CP7-11 myeloma and lymphoma Flashcards
What is a myeloma?
An incurable malignant disorder of clonal plasma cells
What is the epidemiology of myeloma?
60-70 per million in UK
Median age at presentation = 70
Higher incidence in Afro-Caribbeans compared with Caucasians
What is myeloma preceded by in all patients?
Asymptomatic MGUS
What change in the immune system is known as myeloma?
Terminally differentiated type of B cells (plasma cells)
Why are immunoglobulins affected by myelomas?
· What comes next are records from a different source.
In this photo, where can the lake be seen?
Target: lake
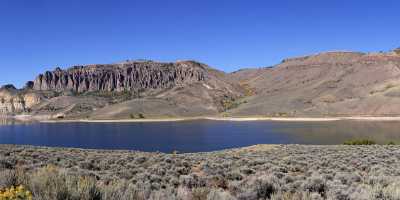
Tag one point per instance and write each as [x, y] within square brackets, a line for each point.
[194, 136]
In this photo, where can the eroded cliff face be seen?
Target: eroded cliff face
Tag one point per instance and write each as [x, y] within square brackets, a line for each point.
[14, 101]
[129, 76]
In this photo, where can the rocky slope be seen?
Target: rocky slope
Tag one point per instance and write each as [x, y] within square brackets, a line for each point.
[125, 90]
[127, 76]
[325, 84]
[15, 101]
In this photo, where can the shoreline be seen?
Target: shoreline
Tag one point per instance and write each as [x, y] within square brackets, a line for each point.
[233, 119]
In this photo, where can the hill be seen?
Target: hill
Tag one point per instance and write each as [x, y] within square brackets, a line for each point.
[325, 84]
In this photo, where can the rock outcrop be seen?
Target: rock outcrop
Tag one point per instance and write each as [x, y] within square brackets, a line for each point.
[128, 76]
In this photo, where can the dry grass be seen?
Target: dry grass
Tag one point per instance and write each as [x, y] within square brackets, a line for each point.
[257, 172]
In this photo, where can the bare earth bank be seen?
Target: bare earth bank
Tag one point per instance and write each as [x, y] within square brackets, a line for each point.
[256, 172]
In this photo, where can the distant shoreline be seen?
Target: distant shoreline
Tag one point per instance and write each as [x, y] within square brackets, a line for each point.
[233, 119]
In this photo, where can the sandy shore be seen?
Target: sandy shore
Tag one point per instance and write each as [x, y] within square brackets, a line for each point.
[244, 119]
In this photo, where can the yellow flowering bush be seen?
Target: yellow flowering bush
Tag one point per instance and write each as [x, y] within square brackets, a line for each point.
[15, 193]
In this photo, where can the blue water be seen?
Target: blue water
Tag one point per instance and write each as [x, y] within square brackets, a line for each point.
[193, 136]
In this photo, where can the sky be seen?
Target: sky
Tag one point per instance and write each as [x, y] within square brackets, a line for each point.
[40, 35]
As immunoglobulins are produced by plasma cells which are the affected B-cells in myeloma
What are the different types of heavy chains that an immunoglobulin can have?
IgG
IgM
IgA
IgD
IgE
What are the different type of light chains that an immunoglobulin can have?
Kappa or lambda
What is protein electrophoresis?
Lab technique whereby serum is placed in gel and exposed to an electric current
Which proteins are separated in protein electrophoresis?
Serum albumin
Alpha-1 globulins
Alpha-2 globulins
Beta globulins
Gamma globulins
What on a protein electrophoresis may suggest myeloma?
An M-spike showing excess production of a certain protein
What is immunofixation? When is it performed?
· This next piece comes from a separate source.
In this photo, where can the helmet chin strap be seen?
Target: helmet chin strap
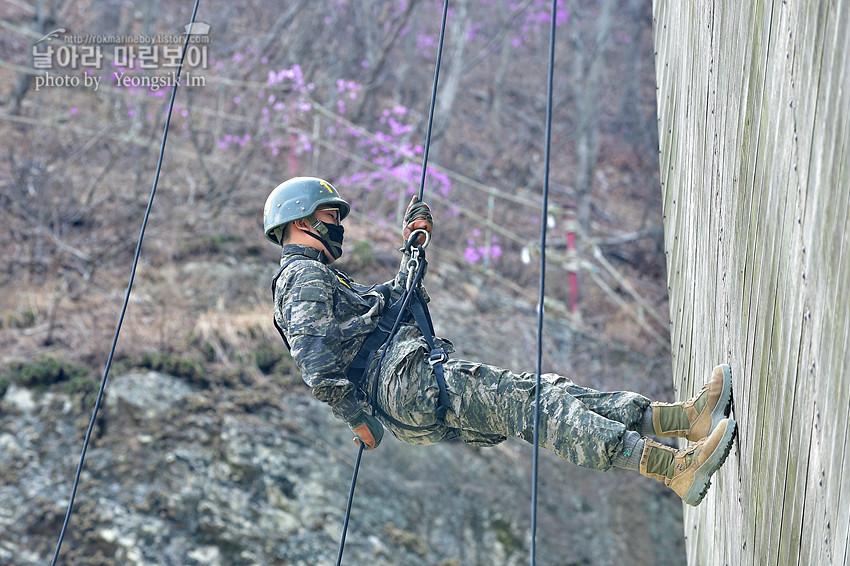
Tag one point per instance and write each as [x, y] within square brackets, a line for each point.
[322, 236]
Procedure performed when an M-spike seen on protein electrophoresis which enables detection and identification of monoclonal immunoglobins. A positive result involved a complex being precipitated.
What spectrum is myeloma on?
Plasma cell dyscrasis aka paraproteinaemias
When is myeloma diagnosed?
When a patient has clonal BM plasma cells >/=10% or a biopsy proven bony or extramedullary plasmacytoma AND one or more of the CRAB features or MDEs
What are the CRAB features?
C- hyperCalCaemia
R - Renal insufficiency
A - Anaemia
B - Bone lesions
What are the MDEs?
Myeloma defining events
- >/=60% clinal plasma cells on bone marrow biopsy
- SFLC ratio >100mg/L provided the absolute level of the involved LC is >100mg/L
- >1 focal lesion on MRI measuring >5mm
What is the epidemiology of kidney problems in myeloma patients?
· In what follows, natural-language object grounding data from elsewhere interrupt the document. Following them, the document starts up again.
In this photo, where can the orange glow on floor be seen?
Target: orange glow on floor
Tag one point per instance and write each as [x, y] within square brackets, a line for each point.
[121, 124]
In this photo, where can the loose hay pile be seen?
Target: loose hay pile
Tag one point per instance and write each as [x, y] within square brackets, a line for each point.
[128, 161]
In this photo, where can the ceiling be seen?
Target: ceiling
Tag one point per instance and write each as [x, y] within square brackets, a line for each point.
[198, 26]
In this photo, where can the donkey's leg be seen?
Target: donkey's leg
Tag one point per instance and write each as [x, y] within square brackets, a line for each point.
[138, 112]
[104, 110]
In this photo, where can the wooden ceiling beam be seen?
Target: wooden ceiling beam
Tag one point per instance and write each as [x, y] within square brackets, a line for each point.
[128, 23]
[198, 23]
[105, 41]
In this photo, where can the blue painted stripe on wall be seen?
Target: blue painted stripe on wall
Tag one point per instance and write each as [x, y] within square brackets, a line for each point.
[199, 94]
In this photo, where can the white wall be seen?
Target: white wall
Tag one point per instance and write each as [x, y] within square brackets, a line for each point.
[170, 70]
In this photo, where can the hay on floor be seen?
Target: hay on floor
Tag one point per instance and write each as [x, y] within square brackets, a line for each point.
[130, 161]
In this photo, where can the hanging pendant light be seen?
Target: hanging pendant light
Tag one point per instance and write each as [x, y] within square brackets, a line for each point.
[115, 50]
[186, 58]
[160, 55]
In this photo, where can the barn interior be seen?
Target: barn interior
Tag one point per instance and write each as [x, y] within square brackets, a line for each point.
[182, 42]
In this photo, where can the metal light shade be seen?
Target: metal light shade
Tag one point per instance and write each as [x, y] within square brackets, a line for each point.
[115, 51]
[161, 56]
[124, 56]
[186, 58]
20-25% have renal insufficiency upon diagnosis
50% have renal insufficiency at some point during disease course
50% will have persistent renal impairment despite therapy
2-12% will require renal replacement therapy
What external factors associated with myeloma can cause kidney problems?
renal vein thrombosis
bisophonates
hypercalcaemia
ACEi
dehydration
NSAIDs
CT contrast
hyperviscosity
type 1 cryglobulinaemia
What are the clinical symptoms of myeloma?
confusion
poor appetite
nausea
constipation
thirst
chest infections
breathlessness
bone pains
pathological fractures
polyuria or oliguria/anuria
peripheral oedema
What are acute complications of myeloma?
Hyperviscosity (especially when IgA and IgM is affected by myeloma) usually affecting eye and brain
Hypercalcaemia
Sepsis
AKI
Spinal cord compression
What are acute complications of myeloma?
Hyperviscosity (especially when IgA and IgM is affected by myeloma) usually affecting eye and brain
Hypercalcaemia
Sepsis
AKI
Spinal cord compression
What does rouleaux levels on a blood test tell you?
that red blood cells are stacking up as they are sticking together due to raised immunoglobulins
What blood investigations are done into myeloma?
bloods including:
- FBC to look at: Hb, WBC, platelets and blood film
- U&Es
- Calcium
- C-reactive protein
- Immunoglobulin levels
- protein electrophoresis
- light chain analysis ( f no paraprotein present in protein electrophoresis but still clinical suspicion of myeloma)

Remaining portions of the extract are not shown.